Health Inequalities and Health Scrutiny

National targets aim to reduce inequalities in health outcomes by 10% by 2010, measured by infant mortality and life expectancy. The biggest factors in reducing health inequalities have been identified as:
  • Improving early years support
  • Improving Social Housing
  • Improving educational attainment
  • Improving access to public services
  • Reducing unemployment

When looking at health inequalities, the guidance offered eight main themes for OSCs to investigate:
  • Causes of health inequalities, e.g. poor housing.
  • Specific populations, e.g. men between 40 and 55
  • Specific health issues or diseases which increase health inequalities, e.g. teenage pregnancy
  • Inequality of access to services, e.g. availability to specialist primary care services, such as district nurses
  • Inequity in the provision and delivery of services, e.g. smoking cessation support
  • Service redevelopments and their possible impacts on inequalities, e.g. moving the provision of certain services to other localities.
  • Service planning and performance, e.g. health inequalities Performance Indicators.

The NHS’s responsibilities

As stated in the Department of Health’s guidance on health scrutiny there are several duties placed on the NHS in relation to health scrutiny:
  • Local NHS bodies must consult the overview and scrutiny committee (including joint committees) on matters of substantial development or variation to services.
  • Overview & Scrutiny Committees do not have the power to require individual clinicians to attend a committee to answer questions, as they are not officers of a NHS body. If a committee considers that a view from a particular clinician would be of use, a representative committee or organisation could be contacted.
  • Local NHS bodies have a duty to provide OSCs with information on the planning, provision and operation of health services within the Local Authority area that the OSC may (reasonably) need to carry out effective O&S. However, there are some exemptions to this requirement relating to confidentiality and information whose disclosure is prohibited by law. If a request for information is refused, the OSC can refer the matter to the Strategic Health Authority.
  • If a local NHS body provides services for more than one Local Authority area, they may form a joint committee. If such a joint committee has been formed then the NHS only has to relay information to this joint committee, rather than the individual OSCs.
  • It is recommended that officers from local authorities and NHS organisations work closely together in planning the overview and scrutiny programme so that the NHS body is clear about the information that will be required and time-scales involved for the submission of that information.
  • Information that identifies a particular individual or individuals, for example a patient, carer, family member or NHS staff, can be provided to the committee but only if the individual concerned agrees to its disclosure or the data is made anonymous.
  • OSCs can request attendance by an NHS officer, who should be identified by the NHS body concerned. The OSC needs to make clear exactly what is expected of the officer and give sufficient notice of its request to attend. The aim of attendance is to enable Elected Members to understand why action has taken place and the options that have been considered. The legislation does not require non-executive members of an NHS Board to attend, but in some instances this may be helpful and invitations can be made.
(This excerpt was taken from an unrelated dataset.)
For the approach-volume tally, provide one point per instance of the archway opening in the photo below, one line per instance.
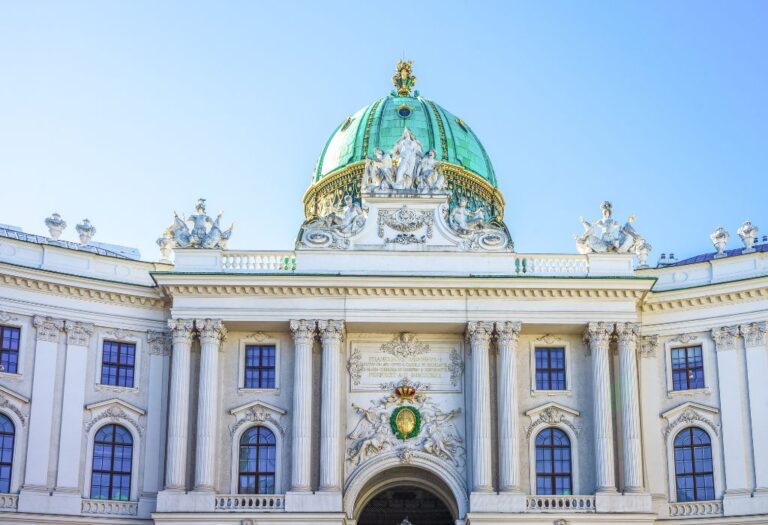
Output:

Joint Health Scrutiny Committees

‘Directions’ were issued to Local Authorities with health overview and scrutiny powers, which require the setting up of a joint committee, with delegated powers, to consider any proposal from the NHS for a substantial variation or development in the delivery of services that are provided across more than one overview and scrutiny committee area. This requirement is additional to the option for Local Authorities to establish joint committees to consider wider scrutiny issues that may be of interest.
The Isle of Wight has two places on a standing Joint Health Committee, made up of elected members from Southampton City Council, Portsmouth City Council and Hampshire County Council.